Second, we used a very brief SOA (i.e, 600m.s.) in order to increase our SNR by allowing for a large number of averages across task conditions in a relatively short time. This brief SOA diminished our ability to fully evaluate very late MEG repetition effects that generally peak around 600 to 700ms post-stimulus. Finally, it is important to note that iEEG data are acquired from patients who are undergoing evaluation for surgical resection of an epileptic focus. Therefore, many of the iEEG responses were sampled near diseased tissue, and the area sampled in each patient varies and is limited to the details of the electrode placement.
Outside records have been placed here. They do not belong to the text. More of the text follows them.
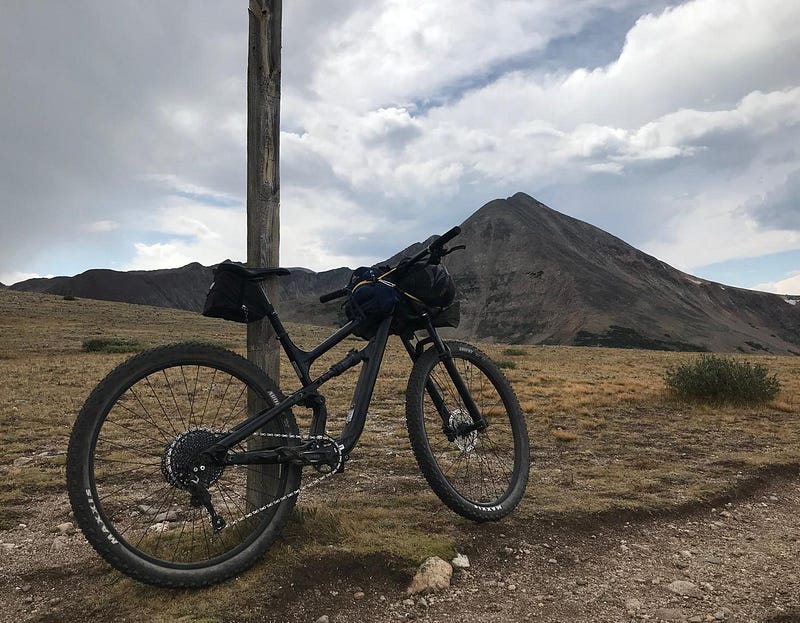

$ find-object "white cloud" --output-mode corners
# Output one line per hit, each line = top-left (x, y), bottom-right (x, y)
(123, 198), (247, 270)
(0, 0), (800, 288)
(0, 271), (48, 286)
(83, 221), (120, 234)
(753, 272), (800, 296)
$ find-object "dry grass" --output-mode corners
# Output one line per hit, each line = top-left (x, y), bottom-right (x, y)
(0, 291), (800, 620)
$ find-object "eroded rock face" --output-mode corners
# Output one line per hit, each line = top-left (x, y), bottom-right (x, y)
(406, 556), (453, 595)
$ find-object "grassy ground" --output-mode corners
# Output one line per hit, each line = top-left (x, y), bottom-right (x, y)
(0, 291), (800, 620)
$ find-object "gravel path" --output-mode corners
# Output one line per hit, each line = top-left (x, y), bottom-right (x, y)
(295, 476), (800, 623)
(0, 474), (800, 623)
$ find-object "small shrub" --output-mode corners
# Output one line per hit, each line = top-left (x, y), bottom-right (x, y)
(665, 355), (780, 404)
(82, 337), (145, 354)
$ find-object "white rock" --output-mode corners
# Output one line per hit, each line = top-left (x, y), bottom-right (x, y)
(450, 554), (469, 569)
(667, 580), (703, 598)
(406, 556), (453, 595)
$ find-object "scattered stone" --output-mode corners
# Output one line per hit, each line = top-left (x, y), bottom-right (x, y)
(406, 556), (453, 595)
(653, 608), (686, 621)
(667, 580), (703, 599)
(450, 553), (469, 569)
(150, 521), (170, 532)
(153, 510), (178, 523)
(50, 534), (69, 552)
(55, 521), (75, 534)
(625, 597), (642, 614)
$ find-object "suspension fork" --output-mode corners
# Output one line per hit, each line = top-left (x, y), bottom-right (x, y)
(403, 314), (489, 441)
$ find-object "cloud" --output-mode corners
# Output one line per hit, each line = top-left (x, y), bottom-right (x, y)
(746, 169), (800, 229)
(753, 272), (800, 296)
(83, 221), (120, 234)
(0, 0), (800, 290)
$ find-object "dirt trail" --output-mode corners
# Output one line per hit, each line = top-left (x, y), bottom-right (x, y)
(0, 473), (800, 623)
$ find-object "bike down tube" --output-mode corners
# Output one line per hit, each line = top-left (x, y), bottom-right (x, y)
(204, 318), (382, 458)
(336, 317), (392, 454)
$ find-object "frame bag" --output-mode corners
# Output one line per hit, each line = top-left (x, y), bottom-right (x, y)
(203, 262), (268, 323)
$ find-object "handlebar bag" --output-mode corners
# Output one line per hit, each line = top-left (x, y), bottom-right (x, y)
(344, 266), (398, 339)
(203, 262), (268, 323)
(390, 264), (456, 310)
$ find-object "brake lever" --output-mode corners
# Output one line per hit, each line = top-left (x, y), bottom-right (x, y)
(439, 244), (467, 257)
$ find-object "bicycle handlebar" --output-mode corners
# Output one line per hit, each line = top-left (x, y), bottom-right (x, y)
(319, 288), (350, 303)
(319, 225), (464, 303)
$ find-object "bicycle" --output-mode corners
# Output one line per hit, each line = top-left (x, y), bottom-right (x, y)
(67, 227), (529, 587)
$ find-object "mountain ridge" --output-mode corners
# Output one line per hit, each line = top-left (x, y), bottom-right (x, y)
(11, 193), (800, 354)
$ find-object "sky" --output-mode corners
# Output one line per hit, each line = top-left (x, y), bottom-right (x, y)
(0, 0), (800, 294)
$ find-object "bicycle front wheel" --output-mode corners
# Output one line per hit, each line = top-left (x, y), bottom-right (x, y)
(67, 344), (301, 587)
(406, 342), (530, 521)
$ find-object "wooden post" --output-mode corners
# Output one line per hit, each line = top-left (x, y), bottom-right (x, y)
(247, 0), (281, 383)
(247, 0), (286, 509)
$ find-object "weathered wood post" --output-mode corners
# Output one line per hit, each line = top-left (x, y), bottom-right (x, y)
(247, 0), (285, 508)
(247, 0), (281, 382)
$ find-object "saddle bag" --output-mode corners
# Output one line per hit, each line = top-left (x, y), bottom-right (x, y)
(203, 261), (268, 323)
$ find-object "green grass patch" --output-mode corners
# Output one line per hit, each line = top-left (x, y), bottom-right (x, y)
(664, 355), (781, 404)
(81, 337), (147, 354)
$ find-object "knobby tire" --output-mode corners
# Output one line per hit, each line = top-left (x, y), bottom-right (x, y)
(406, 342), (530, 522)
(67, 343), (301, 587)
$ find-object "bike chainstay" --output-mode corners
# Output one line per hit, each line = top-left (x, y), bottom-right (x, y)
(225, 433), (344, 528)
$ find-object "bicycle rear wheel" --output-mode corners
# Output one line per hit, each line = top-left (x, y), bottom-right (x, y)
(406, 342), (530, 521)
(67, 344), (301, 587)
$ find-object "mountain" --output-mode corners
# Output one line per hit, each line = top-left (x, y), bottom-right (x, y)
(11, 193), (800, 354)
(447, 193), (800, 354)
(10, 263), (350, 325)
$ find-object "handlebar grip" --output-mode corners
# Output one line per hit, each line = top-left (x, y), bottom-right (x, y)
(319, 288), (350, 303)
(431, 225), (461, 248)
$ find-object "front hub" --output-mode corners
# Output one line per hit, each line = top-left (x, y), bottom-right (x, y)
(448, 408), (478, 453)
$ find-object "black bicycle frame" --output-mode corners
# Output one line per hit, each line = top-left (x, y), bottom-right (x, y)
(203, 282), (487, 464)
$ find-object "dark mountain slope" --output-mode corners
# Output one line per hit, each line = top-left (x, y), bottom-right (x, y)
(12, 193), (800, 354)
(448, 193), (800, 352)
(11, 263), (350, 325)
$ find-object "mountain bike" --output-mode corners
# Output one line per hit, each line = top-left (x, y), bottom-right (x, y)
(67, 227), (529, 587)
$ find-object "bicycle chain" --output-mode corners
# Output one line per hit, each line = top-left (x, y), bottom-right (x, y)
(225, 433), (344, 528)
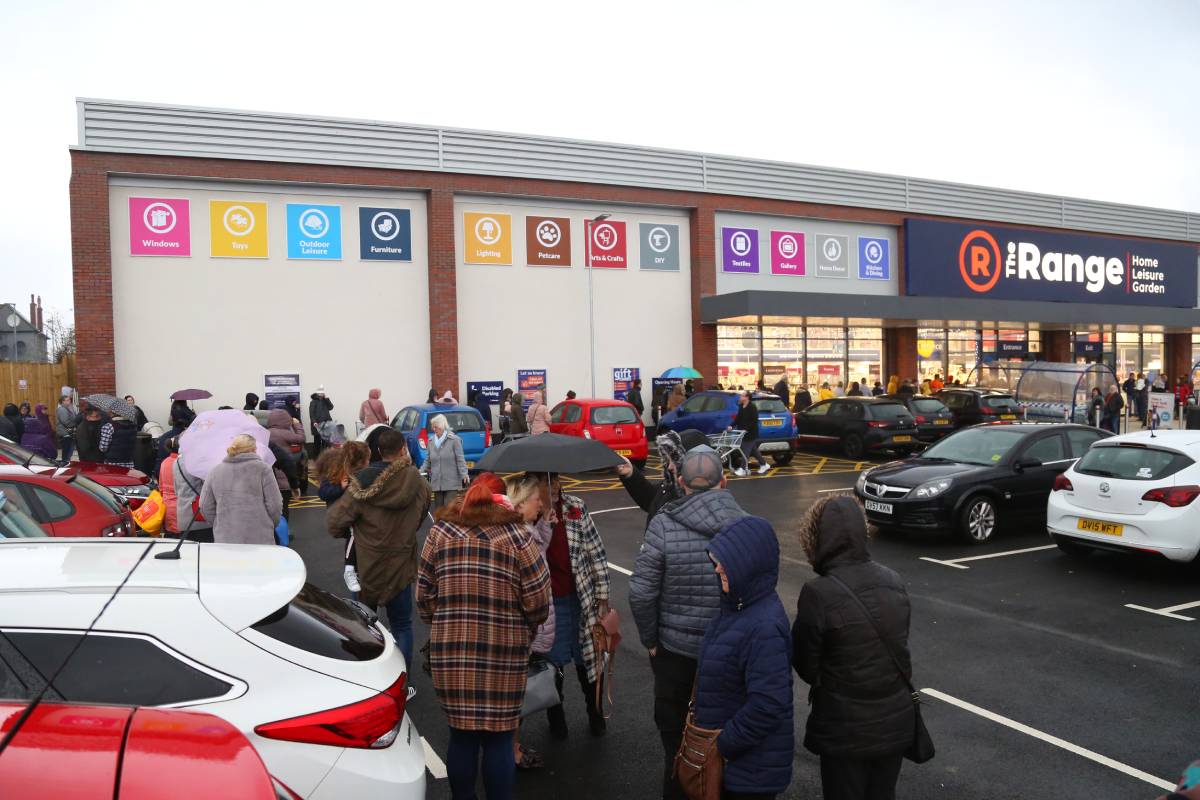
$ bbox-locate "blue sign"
[467,380,504,405]
[905,219,1196,308]
[288,203,342,260]
[359,207,413,261]
[858,236,892,281]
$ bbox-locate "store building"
[71,100,1200,422]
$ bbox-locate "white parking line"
[920,545,1058,570]
[421,736,446,781]
[1126,600,1200,622]
[920,688,1175,792]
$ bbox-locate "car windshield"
[1075,445,1194,481]
[592,405,637,425]
[918,426,1026,467]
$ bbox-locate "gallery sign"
[905,219,1196,308]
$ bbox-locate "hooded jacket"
[629,489,746,658]
[696,517,794,794]
[325,457,430,608]
[792,497,914,758]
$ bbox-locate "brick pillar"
[1042,331,1075,363]
[70,152,116,395]
[428,188,456,403]
[883,327,917,387]
[689,204,718,389]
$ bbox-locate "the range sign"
[905,219,1196,308]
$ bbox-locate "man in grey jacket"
[629,445,746,800]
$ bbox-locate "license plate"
[1076,519,1124,536]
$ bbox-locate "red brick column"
[689,203,718,387]
[428,188,456,402]
[70,154,116,395]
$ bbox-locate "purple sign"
[721,228,758,272]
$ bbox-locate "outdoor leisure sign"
[905,219,1196,308]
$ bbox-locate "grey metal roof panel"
[77,100,1200,241]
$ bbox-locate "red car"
[0,702,299,800]
[0,437,150,509]
[0,464,136,536]
[550,397,650,469]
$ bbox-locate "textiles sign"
[905,219,1196,308]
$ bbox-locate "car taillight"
[254,673,408,750]
[1141,486,1200,509]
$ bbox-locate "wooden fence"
[0,355,76,410]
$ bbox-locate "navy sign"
[359,207,413,261]
[905,219,1196,308]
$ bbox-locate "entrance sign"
[905,219,1196,308]
[359,207,413,261]
[462,211,512,266]
[209,200,268,258]
[130,197,192,255]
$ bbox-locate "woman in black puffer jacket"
[792,495,916,800]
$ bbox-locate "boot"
[575,664,608,736]
[546,667,566,740]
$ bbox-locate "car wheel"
[959,494,997,545]
[841,433,865,461]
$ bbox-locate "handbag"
[521,658,563,718]
[592,608,620,720]
[671,676,725,800]
[828,575,935,764]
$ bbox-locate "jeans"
[383,584,422,671]
[446,728,517,800]
[652,647,696,800]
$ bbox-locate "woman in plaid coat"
[538,474,608,739]
[416,479,550,798]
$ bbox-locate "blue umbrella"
[659,367,703,380]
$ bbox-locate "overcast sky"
[0,0,1200,323]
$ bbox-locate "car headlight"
[913,477,954,498]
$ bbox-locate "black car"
[934,386,1021,428]
[796,397,920,461]
[881,395,954,444]
[854,422,1112,542]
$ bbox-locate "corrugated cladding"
[78,100,1200,241]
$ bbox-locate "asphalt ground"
[285,453,1200,800]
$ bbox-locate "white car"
[0,539,425,800]
[1046,431,1200,561]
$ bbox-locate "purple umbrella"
[179,409,275,481]
[170,389,212,401]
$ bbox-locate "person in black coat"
[792,495,916,800]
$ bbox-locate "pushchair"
[708,431,750,471]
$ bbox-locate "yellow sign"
[209,200,266,258]
[462,211,512,264]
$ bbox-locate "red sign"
[587,219,629,270]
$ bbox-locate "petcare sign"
[905,219,1196,308]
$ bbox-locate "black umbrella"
[475,433,624,473]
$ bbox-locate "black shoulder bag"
[827,575,934,764]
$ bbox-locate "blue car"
[659,390,796,467]
[391,403,492,469]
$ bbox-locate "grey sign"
[814,234,850,278]
[638,222,679,270]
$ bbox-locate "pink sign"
[770,230,804,275]
[130,197,192,255]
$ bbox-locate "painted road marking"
[1126,600,1200,622]
[920,545,1058,570]
[920,690,1175,792]
[421,736,446,781]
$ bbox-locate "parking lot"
[285,453,1200,800]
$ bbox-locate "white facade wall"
[453,196,691,420]
[109,178,430,432]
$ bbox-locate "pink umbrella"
[179,409,275,481]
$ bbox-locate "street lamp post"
[584,213,611,397]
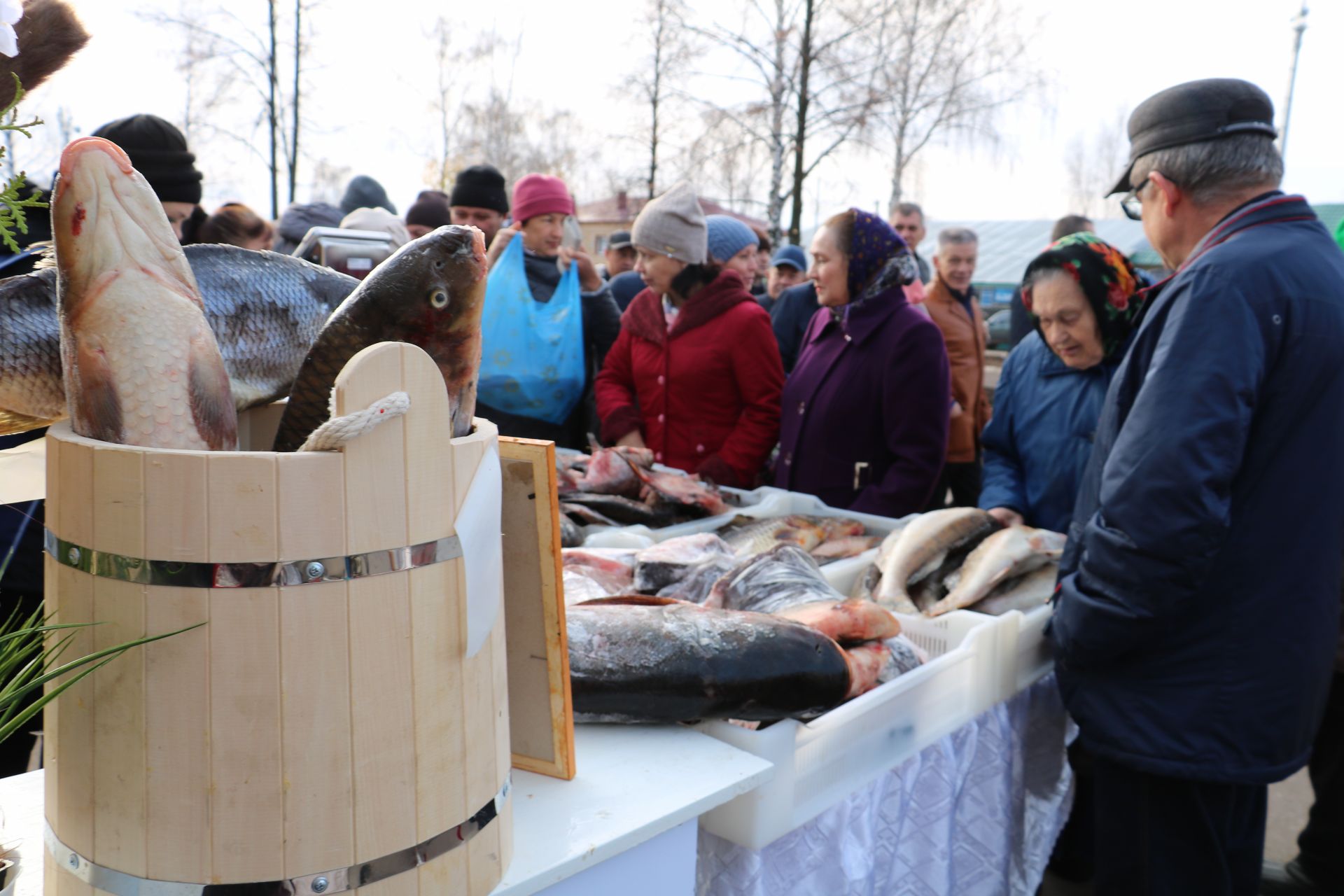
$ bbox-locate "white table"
[0,725,773,896]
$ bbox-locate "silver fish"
[0,243,359,435]
[926,525,1067,617]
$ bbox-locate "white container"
[697,611,1016,849]
[1004,605,1055,697]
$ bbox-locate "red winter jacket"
[596,272,783,488]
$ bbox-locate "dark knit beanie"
[406,191,453,228]
[340,174,396,215]
[92,114,200,206]
[447,165,508,215]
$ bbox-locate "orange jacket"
[923,276,989,463]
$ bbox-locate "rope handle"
[298,390,412,451]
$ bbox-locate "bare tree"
[696,0,875,241]
[634,0,699,199]
[141,0,316,218]
[860,0,1042,204]
[1065,108,1129,218]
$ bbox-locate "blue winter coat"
[1051,192,1344,783]
[980,332,1116,532]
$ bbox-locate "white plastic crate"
[1004,605,1055,697]
[699,611,1016,849]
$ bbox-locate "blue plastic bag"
[477,234,584,424]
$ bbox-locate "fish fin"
[0,410,60,435]
[187,340,238,451]
[28,239,57,272]
[67,340,124,443]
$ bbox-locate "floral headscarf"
[846,208,919,305]
[1021,234,1144,360]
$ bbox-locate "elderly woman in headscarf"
[980,234,1142,532]
[776,208,951,517]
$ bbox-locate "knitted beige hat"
[631,180,708,265]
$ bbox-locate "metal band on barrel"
[44,529,462,589]
[46,776,512,896]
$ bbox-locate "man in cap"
[1051,79,1344,896]
[764,244,808,304]
[92,114,206,241]
[447,165,508,248]
[891,203,932,284]
[596,230,640,279]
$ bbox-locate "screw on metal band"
[46,778,512,896]
[46,529,462,589]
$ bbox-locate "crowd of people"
[6,79,1344,895]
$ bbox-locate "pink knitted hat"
[513,174,574,224]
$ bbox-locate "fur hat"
[631,180,707,265]
[92,114,202,206]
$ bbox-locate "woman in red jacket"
[596,183,783,488]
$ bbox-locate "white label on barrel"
[457,444,504,657]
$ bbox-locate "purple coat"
[776,289,951,517]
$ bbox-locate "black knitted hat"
[447,165,508,215]
[92,114,202,206]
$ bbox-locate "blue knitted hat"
[704,215,761,263]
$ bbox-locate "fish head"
[346,224,485,398]
[51,137,202,318]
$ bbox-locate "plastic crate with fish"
[578,486,789,548]
[701,491,913,591]
[556,447,778,547]
[827,521,1054,700]
[697,612,1016,849]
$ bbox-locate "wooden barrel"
[46,342,512,896]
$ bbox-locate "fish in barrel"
[0,243,359,435]
[274,224,485,451]
[566,598,855,722]
[51,137,238,451]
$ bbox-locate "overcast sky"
[19,0,1344,225]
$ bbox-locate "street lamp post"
[1278,0,1308,158]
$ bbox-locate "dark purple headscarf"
[847,208,919,305]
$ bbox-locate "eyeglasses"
[1119,177,1148,220]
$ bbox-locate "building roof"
[919,203,1344,284]
[577,192,770,230]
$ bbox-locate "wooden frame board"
[500,435,574,780]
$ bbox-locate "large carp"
[0,243,359,435]
[274,225,485,451]
[51,137,238,451]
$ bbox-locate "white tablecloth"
[696,674,1075,896]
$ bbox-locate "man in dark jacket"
[770,281,821,373]
[1051,79,1344,896]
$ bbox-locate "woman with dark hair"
[980,232,1142,532]
[596,183,783,488]
[195,203,276,250]
[776,208,951,517]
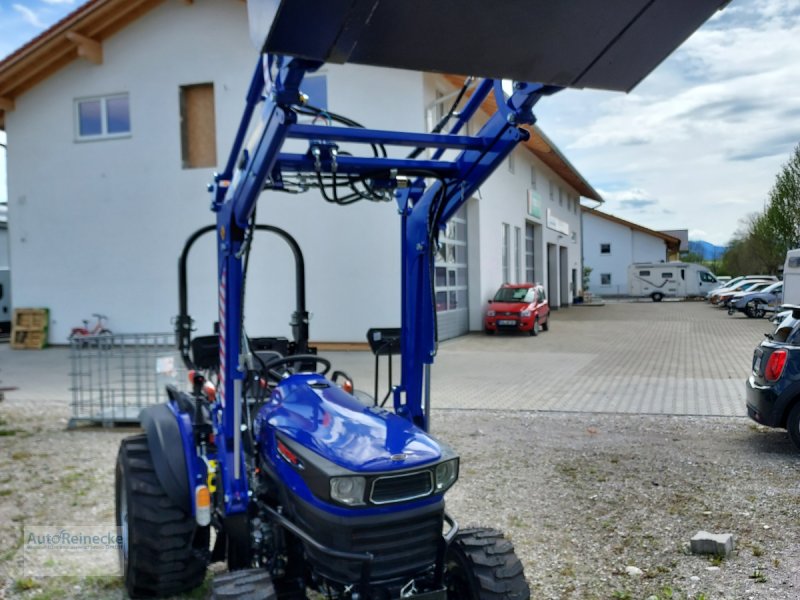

These are well-known limitations of iEEG research that cannot be avoided. As is accepted practice in iEEG research (Jerbi et al., 2009
), we sought to minimize the effects of brain pathology in our iEEG responses by eliminating electrodes from which ictal or interictal discharges were recorded. However, it is still possible that one or more of these factors mitigated our ability to record clear N400 or LPC effects in some of the patients or consistently across regions. Nevertheless, we were still able to detect local repetition priming effects with iEEG in one or more patients that supported the temporal and spatial patterns detected with our non-invasive measures. Multimodal imaging data such as these provide unique insight into the timing, location, and spectral features of cognitive processes, such as repetition priming, and demonstrate the validity of using non-invasive measures for understanding complex brain functions.